Nach der Wahl ist vor der Wahl. Was wir jetzt brauchen, ist eine Opposition, die tatsächlich opponiert. Das fällt der SPÖ bekanntlich schwer. Eine Partei, die in der Zweiten Republik ein Teil des Establishments wurde, sucht jetzt einen neuen Weg: links, rechts oder den dritten Weg, den einst Tony Blair und Bill Clinton ins Gespräch gebracht haben? Das ist auch schon längst passé, Typen wie Bernie Sanders und Jeremy Corbyn sind nun die Leuchttürme der künftigen Sozialdemokratie.
Als die SPÖ sich 1966 plötzlich in der Opposition befand, spendete sie automatisch Beifall für die Regierung, ohne zu bedenken, dass sie nicht mehr dabei war. Opposition ist ein Lernprozess, der genauso wichtig ist wie Regieren, aber leider oft bitter und deprimierend. Ein britischer Politiker hat einmal gemeint: Man weiß, dass man nicht mehr in der Regierung ist, wenn man ins Auto steigt und nichts rührt sich. Niemand startet den Motor, öffnet einem die Tür, man muss solche banalen Dinge wieder selbst tun.

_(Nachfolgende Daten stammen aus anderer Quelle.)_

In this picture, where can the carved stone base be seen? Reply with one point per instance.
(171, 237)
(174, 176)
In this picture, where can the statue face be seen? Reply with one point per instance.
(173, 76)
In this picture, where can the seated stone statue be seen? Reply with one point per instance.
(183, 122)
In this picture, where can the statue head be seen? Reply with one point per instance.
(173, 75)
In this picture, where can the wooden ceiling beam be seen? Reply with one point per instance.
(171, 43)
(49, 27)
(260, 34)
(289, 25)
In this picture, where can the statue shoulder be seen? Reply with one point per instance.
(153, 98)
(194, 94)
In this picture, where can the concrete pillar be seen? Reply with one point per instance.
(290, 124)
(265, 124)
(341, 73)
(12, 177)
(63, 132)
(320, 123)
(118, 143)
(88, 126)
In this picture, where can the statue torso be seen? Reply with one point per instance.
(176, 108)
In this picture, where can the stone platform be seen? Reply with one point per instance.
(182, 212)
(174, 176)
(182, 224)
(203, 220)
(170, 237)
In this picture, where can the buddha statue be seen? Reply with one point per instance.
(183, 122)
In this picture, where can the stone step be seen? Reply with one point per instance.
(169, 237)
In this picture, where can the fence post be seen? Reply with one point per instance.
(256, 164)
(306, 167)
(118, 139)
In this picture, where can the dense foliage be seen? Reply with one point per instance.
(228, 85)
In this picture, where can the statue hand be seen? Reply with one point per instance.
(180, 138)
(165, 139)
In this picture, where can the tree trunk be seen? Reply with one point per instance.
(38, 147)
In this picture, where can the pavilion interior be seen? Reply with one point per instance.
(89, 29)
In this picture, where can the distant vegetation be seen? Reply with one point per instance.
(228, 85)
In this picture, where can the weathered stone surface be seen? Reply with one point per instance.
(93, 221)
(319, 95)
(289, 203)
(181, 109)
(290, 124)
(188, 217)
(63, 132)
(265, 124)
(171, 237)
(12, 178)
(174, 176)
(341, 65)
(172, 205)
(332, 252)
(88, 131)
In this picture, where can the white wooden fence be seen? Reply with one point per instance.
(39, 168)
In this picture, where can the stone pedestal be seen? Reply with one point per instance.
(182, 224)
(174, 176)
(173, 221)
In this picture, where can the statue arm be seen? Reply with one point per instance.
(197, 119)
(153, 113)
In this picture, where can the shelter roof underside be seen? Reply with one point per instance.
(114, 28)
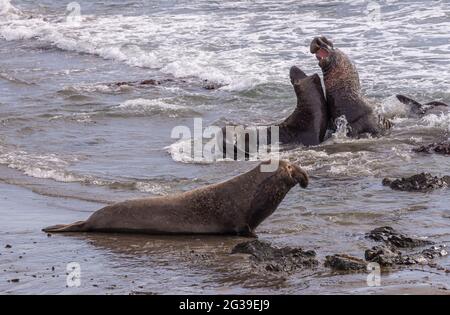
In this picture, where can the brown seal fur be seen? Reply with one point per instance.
(236, 206)
(343, 91)
(307, 125)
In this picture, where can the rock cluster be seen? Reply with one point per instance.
(424, 182)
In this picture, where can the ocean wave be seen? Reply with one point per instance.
(53, 167)
(242, 50)
(151, 107)
(8, 11)
(441, 121)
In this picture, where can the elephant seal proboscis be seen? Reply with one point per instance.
(343, 91)
(236, 206)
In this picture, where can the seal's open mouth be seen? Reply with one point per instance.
(321, 54)
(322, 48)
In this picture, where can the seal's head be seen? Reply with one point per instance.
(295, 174)
(324, 51)
(338, 70)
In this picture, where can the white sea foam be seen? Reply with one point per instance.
(51, 166)
(437, 121)
(243, 48)
(8, 11)
(154, 107)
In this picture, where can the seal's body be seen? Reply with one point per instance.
(307, 125)
(343, 91)
(419, 109)
(236, 206)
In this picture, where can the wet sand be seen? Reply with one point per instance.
(138, 264)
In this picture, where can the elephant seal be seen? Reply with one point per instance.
(307, 125)
(236, 207)
(343, 91)
(424, 109)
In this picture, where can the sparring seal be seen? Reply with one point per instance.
(307, 125)
(236, 207)
(343, 91)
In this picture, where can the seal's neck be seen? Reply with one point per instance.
(267, 198)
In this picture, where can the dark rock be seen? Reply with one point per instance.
(275, 259)
(150, 82)
(389, 256)
(439, 148)
(383, 255)
(419, 183)
(390, 236)
(345, 263)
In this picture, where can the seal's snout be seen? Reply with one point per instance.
(296, 74)
(320, 43)
(322, 48)
(299, 175)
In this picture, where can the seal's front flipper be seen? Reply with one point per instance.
(61, 228)
(416, 107)
(296, 74)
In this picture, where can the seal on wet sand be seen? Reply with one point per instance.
(236, 207)
(343, 91)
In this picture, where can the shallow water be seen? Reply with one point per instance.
(70, 142)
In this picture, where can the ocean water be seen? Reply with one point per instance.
(68, 132)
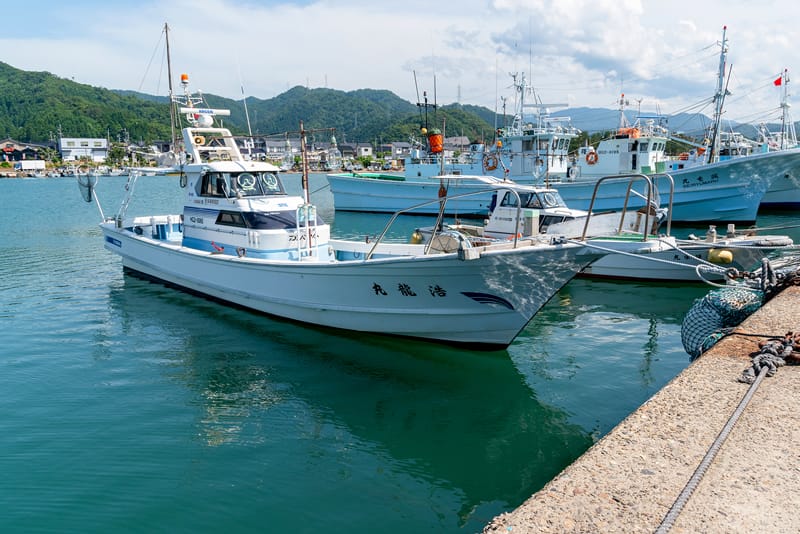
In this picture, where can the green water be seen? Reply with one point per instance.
(128, 406)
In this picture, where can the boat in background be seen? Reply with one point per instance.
(242, 240)
(711, 187)
(784, 193)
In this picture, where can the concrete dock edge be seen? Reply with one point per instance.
(629, 480)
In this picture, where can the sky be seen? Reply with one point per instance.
(663, 56)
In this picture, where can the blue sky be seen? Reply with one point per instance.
(662, 55)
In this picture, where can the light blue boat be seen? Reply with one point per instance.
(710, 186)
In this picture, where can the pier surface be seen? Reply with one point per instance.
(630, 479)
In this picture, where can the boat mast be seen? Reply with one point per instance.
(173, 118)
(788, 135)
(719, 98)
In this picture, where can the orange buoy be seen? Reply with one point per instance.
(436, 141)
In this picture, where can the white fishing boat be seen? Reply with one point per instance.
(710, 186)
(784, 193)
(636, 249)
(241, 239)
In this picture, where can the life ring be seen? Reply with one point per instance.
(490, 162)
(572, 172)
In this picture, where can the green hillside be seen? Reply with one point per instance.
(35, 105)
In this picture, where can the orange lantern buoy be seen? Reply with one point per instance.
(436, 141)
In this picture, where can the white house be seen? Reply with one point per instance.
(75, 148)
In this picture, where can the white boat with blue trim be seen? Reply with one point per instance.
(710, 186)
(242, 240)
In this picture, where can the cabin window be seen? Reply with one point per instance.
(231, 218)
(546, 199)
(249, 184)
(213, 184)
(278, 220)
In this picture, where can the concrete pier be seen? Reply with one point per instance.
(629, 480)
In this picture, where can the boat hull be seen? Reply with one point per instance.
(482, 302)
(784, 193)
(678, 263)
(726, 191)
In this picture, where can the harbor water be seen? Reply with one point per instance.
(129, 406)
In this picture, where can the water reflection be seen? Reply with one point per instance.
(459, 420)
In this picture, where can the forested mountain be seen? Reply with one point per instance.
(35, 106)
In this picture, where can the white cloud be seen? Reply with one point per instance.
(586, 53)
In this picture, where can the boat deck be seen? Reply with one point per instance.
(630, 479)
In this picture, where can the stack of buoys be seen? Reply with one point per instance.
(715, 315)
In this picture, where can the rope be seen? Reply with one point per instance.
(683, 498)
(773, 354)
(703, 263)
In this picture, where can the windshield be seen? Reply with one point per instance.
(538, 200)
(242, 184)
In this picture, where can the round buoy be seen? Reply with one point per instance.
(720, 255)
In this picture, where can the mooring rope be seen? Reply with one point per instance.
(683, 498)
(773, 354)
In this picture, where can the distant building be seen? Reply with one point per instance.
(76, 148)
(11, 150)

Im britischen Wahlkampf plädierte Theresa May für eine starke und stabile Regierung. Das klang wie eine Drohung. Was wir brauchen, ist ein starkes und unberechenbares Parlament. Und das ist es, was wir nun im Westminster erleben. Bündnisse werden überparteilich gebildet, und innerhalb der Regierungspartei wachsen kleine Oppositionsgrüppchen. Die Regierung muss Zugeständnisse machen und kann nicht immer sicher sein, dass sie eine Mehrheit für Gesetzesvorschläge findet. Auch in einer Koalition können Partner im Parlament gegeneinander abstimmen, ohne dass es gleich zwingend vorgezogene Neuwahlen geben muss.
Eine funktionierende repräsentative Demokratie ist nun, nach dem Ja der Briten zum Brexit, umso wichtiger. In Ländern, in denen die parlamentarische Demokratie nicht so ausgeprägt ist, werden Volksabstimmungen problematischer. Das Parlament könnte einfach "Ja und amen" sagen.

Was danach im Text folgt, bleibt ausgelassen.